Tuesday, December 30, 2008

PHP's strtotime

I generally think of PHP as the buck-toothed high-school drop-out sibling of Perl (itself the unbathed cousin of Python and Ruby). But today I discovered the library function strtotime, which is a very flexible parser for text expressing a date/time. One cool example is a snippet that calculates the current year's Thanksgiving day.

The closest Python equivalent to strtotime seems to be dateutil.parser.parse, though it's much less flexible from a cursory glance. Of course, if a person is only trying to compute "common moveable Christian feasts that can be deduced from the date of Easter Sunday" they need look no further than the mx.DateTime.Feasts library (which includes translations into German and French). Weird.
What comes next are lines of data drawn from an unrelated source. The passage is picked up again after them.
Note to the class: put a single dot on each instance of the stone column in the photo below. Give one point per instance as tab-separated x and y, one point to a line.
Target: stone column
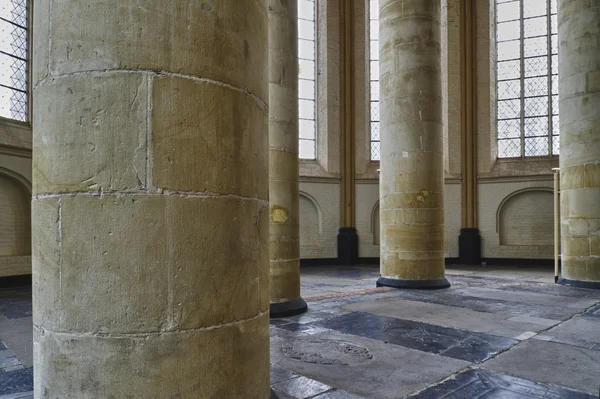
412	183
579	103
283	159
150	208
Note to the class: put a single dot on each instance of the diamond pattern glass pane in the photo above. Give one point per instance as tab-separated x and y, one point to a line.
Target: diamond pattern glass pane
536	146
537	66
13	59
509	70
509	50
536	86
536	46
527	82
508	11
509	89
536	26
509	148
508	31
536	127
509	128
509	109
374	77
306	79
533	8
536	106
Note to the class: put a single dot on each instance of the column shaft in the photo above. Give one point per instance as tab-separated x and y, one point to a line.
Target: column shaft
411	189
150	208
283	159
579	103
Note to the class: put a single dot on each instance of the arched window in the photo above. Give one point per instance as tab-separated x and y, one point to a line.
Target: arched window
306	78
13	59
374	73
527	78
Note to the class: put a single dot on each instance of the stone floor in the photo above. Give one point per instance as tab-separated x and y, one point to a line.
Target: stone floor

And awesome.

Friday, December 5, 2008

Not Lazy Enough

It occurred to me that many performance problems when dealing with large datasets are due to programs not being "lazy enough". My example problem was "ALTER TABLE" statements in a database, which in most implementations will read, modify, and write every row in the table. Because with large tables this is a significant performance hit, we rarely see people doing "dynamic language things" i.e. altering their schemas in application logic.

One reason for being non-lazy (some say: strict) is to ensure consistency across your dataset. If exact consistency is not a requirement, object/document stores like CouchDB or AppEngine's datastore can provide inexpensive "ALTER TABLE" behavior. With these systems, outdated/unaltered rows only need to be upgraded/altered when they're fetched from the datastore. Here's a case where deferring the "ALTER TABLE" code allows us to write more flexible/dynamic programs because our data management is lazier.

Code can be too lazy though, resulting in bad caching behavior and sometimes huge memory space growth.

Any other examples of cases where laziness/demand-driven-evaluation would be a performance win?